I have data that looks like this
{
KTYPE: [{name: "john", surname:"elo"},{name: "dd", surname:"ss"}],
MTYPE: [{name: "dsdsd", id:"elo"},{name: "sdss", id:"sds22"}]
}
I want my data frame columns to be named like the below, without specifying it manually or renaming manually after pyspark explosion function is used.
| KTYPE.name | KTYPE.surname | MTYPE.name | MTYPE.id
Can someone please help me with this
Using the following code, I was able to achieve column names by exploding the data as per requirement.
import json
# Opening JSON file
with open('/dbfs/FileStore/tables/sample.json') as json_file:
data = json.load(json_file)
# Print the type of data variable
print(data)
df = spark.read.json(sc.parallelize([json.dumps(data)]))
df.printSchema()
df.show(truncate=False)
col_names = []
for main_key in data.keys():
col_names.extend([f"{main_key}.{sub_key}" for sub_key in data[main_key][0].keys()])
print(col_names)
required_statement = "df.select("
for column in col_names:
required_statement = required_statement+f"df['{column}'].alias('{column}'),"
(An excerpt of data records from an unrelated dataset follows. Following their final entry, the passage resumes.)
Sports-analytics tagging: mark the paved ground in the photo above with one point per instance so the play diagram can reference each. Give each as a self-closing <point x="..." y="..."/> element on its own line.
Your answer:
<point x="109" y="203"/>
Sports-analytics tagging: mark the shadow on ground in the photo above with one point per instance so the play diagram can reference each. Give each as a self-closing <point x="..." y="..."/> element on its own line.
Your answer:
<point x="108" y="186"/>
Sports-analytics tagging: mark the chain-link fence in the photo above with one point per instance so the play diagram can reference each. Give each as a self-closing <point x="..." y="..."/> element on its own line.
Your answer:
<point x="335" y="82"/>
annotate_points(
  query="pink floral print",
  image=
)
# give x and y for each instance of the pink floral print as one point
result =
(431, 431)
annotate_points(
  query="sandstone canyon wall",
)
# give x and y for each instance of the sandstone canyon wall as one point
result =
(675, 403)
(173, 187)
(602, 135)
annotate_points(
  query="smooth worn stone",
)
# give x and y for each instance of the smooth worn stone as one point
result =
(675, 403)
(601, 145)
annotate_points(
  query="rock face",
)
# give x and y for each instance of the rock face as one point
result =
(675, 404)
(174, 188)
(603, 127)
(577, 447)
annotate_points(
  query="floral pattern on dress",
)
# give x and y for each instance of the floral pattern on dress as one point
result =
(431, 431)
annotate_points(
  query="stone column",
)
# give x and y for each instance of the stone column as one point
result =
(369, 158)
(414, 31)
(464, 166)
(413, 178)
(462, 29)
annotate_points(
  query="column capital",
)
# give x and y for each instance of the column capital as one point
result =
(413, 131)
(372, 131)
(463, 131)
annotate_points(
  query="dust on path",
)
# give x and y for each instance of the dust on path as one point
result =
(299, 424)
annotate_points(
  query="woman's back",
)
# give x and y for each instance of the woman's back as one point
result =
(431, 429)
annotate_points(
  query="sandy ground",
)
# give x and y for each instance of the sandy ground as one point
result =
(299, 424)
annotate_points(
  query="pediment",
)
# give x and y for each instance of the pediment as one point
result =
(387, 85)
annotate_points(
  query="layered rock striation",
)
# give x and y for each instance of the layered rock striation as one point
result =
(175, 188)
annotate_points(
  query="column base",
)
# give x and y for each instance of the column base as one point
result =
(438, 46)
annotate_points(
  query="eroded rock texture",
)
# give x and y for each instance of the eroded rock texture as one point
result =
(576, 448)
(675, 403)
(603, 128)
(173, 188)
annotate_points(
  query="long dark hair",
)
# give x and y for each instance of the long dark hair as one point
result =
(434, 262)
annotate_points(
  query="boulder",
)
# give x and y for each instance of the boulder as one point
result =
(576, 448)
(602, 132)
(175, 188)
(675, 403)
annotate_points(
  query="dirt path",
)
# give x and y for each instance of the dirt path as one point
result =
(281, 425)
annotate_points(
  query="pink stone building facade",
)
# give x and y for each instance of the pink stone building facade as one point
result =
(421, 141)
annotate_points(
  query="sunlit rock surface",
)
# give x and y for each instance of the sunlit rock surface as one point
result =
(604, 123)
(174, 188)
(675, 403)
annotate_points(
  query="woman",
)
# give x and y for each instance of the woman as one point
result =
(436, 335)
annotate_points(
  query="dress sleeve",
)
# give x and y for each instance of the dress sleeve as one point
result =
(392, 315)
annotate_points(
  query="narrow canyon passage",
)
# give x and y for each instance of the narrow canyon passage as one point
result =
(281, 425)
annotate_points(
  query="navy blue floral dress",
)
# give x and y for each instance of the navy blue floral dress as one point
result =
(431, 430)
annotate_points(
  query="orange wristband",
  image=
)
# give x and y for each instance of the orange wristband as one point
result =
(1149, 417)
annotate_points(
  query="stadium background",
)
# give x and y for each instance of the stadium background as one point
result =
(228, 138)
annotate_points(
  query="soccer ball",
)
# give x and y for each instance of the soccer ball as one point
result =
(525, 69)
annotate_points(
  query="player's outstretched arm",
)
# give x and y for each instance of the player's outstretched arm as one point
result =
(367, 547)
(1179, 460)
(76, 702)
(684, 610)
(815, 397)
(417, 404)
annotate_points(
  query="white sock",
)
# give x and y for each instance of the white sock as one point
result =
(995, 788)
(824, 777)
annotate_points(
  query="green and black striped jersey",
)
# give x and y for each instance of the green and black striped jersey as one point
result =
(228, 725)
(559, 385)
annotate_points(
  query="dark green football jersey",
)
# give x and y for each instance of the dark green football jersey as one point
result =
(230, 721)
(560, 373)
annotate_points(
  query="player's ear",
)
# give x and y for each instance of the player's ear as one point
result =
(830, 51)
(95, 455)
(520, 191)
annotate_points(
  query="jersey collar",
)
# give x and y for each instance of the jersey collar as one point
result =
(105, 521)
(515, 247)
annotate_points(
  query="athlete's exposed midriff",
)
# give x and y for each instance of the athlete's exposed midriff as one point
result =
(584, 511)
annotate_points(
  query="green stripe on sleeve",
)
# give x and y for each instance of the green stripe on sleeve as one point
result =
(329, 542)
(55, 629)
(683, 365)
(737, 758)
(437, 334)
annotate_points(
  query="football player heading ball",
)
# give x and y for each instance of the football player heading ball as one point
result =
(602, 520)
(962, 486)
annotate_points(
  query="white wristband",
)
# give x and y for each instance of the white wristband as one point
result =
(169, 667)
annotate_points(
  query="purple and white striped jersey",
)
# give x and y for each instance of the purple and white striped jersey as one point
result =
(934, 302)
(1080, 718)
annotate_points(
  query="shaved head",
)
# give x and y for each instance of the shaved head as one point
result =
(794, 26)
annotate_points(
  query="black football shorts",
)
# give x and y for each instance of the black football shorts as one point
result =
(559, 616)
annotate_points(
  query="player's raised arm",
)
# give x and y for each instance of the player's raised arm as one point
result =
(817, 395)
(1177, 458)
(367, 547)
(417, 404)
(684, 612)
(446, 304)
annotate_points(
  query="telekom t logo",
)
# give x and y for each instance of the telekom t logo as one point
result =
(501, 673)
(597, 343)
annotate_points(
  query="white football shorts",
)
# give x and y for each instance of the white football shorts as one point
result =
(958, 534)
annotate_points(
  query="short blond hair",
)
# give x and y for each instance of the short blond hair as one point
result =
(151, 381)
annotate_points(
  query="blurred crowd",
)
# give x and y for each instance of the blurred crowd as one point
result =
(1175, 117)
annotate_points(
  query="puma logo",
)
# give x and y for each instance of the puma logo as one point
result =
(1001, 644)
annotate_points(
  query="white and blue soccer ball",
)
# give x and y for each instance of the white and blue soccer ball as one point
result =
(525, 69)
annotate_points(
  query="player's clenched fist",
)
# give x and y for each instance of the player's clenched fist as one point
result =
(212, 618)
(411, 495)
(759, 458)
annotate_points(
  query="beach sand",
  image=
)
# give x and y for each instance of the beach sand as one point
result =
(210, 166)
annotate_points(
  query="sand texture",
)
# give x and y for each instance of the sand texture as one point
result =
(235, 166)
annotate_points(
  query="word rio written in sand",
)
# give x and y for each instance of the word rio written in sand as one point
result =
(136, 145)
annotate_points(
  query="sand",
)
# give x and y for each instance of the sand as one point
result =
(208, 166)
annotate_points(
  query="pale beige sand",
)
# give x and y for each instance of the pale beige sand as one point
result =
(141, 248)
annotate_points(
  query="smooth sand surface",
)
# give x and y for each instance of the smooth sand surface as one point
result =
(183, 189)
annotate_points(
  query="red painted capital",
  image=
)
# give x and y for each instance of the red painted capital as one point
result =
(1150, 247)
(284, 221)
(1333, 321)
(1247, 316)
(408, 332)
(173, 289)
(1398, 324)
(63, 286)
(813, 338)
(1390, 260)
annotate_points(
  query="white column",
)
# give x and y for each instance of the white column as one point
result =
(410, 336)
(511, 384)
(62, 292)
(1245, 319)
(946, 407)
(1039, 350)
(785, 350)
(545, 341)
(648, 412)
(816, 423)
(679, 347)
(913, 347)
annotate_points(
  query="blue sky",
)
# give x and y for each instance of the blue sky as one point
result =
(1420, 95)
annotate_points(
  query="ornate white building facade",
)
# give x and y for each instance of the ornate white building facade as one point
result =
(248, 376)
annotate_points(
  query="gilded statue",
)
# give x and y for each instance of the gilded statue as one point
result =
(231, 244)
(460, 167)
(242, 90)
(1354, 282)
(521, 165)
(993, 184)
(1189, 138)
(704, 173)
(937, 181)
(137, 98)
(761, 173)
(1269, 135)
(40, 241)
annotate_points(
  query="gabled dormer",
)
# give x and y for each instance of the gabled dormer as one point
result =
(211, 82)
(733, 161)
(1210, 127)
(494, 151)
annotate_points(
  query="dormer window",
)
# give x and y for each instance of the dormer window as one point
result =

required_statement = required_statement[:-1] + ")"
print(required_statement)
#using eval to execute above string expresssion and create a dataframe
f = eval(required_statement)
f.show()
selectExpr
with arrays_zip
function, we can get the required output:final = f.selectExpr(f'inline(arrays_zip(`{"`,`".join(col_names)}`))')
NOTE: select columns by enclosing the name within backticks.